At the same time, as just indicated, these fluctuations have been multi-year highs, not multi-decade highs. So even though the data were noisy, they weren’t epic-ally noisy, or even close.
More epic was the bite from after-inflation growth taken by the higher trade deficit in the third quarter. It chopped fully 1.78 percent points off the 3.46 percent annualized increase. That’s the highest such toll in absolute terms since the 1.91 percentage points taken from growth in the third quarter of 1985! But the picture looks much less dramatic if you measure this growth loss as a share of the actual growth.
During the third quarter, the trade bite amounted to 51.44 percent of that growth. But that’s only the biggest such figure since the fourth quarter of 2016, when the sequential increase in the trade deficit subtracted 75.43 percent (1.32 percentage points) of that period’s 1.75 percent annualized constant dollar growth.
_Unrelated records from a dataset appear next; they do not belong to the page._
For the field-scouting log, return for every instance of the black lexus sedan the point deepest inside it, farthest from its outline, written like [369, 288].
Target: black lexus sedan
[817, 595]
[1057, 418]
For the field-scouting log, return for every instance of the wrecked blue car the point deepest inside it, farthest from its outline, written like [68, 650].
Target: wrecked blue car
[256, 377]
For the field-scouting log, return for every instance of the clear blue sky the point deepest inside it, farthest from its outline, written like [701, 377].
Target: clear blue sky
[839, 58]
All the same, for the time being, the trade drag on cumulative after-inflation growth over the course of the entire economic recovery is up again. As of the second quarter, it had cost the economy 10.77 percent of its cumulative growth – or $363.7 billion. The third quarter numbers reveal the trade hit at 13.05 percent of cumulative growth – or $461.7 billion.
Moreover, the growth lost during the recovery because of the increase of the Made in Washington trade deficit remains much greater. This gauge measures inflation-adjusted trade flows minus sectors (services and oil) still generally unaffected by trade agreements and related policy decisions.
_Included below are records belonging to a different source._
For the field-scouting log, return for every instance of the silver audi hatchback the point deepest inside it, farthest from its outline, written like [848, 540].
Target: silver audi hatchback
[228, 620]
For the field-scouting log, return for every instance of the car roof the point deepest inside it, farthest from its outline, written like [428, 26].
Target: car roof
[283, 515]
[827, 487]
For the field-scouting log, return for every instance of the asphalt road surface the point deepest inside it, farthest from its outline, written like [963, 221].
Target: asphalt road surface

The latest data are from the second quarter, but they show a Made in Washington trade drag of 18.01 percent on cumulative real recovery growth – which translates into $608.12 billion worth of foregone expansion The next set of monthly U.S. trade data, slated to come out on Friday, will provide the first look on the third quarter statistics.
Some more perspective can be gleaned from the price-adjusted trade deficit’s share of the price-adjusted gross domestic product on a stand-still basis. It’s definitely on the upswing – reaching 5.03 percent as of the third quarter. That’s the highest level since just before the financial crisis-induced ensuing Great Recession struck – during the third quarter of 2007, when the share hit 5.23 percent.
The only consolations identifiable are that overall economic growth today is faster than it was eleven years ago, and that it’s still possible that the real trade deficit’s share of GDP, and the size of the trade drag, will settle down once the trade noise goes away. Not that hope will be the test of Mr. Trump’s trade policy success.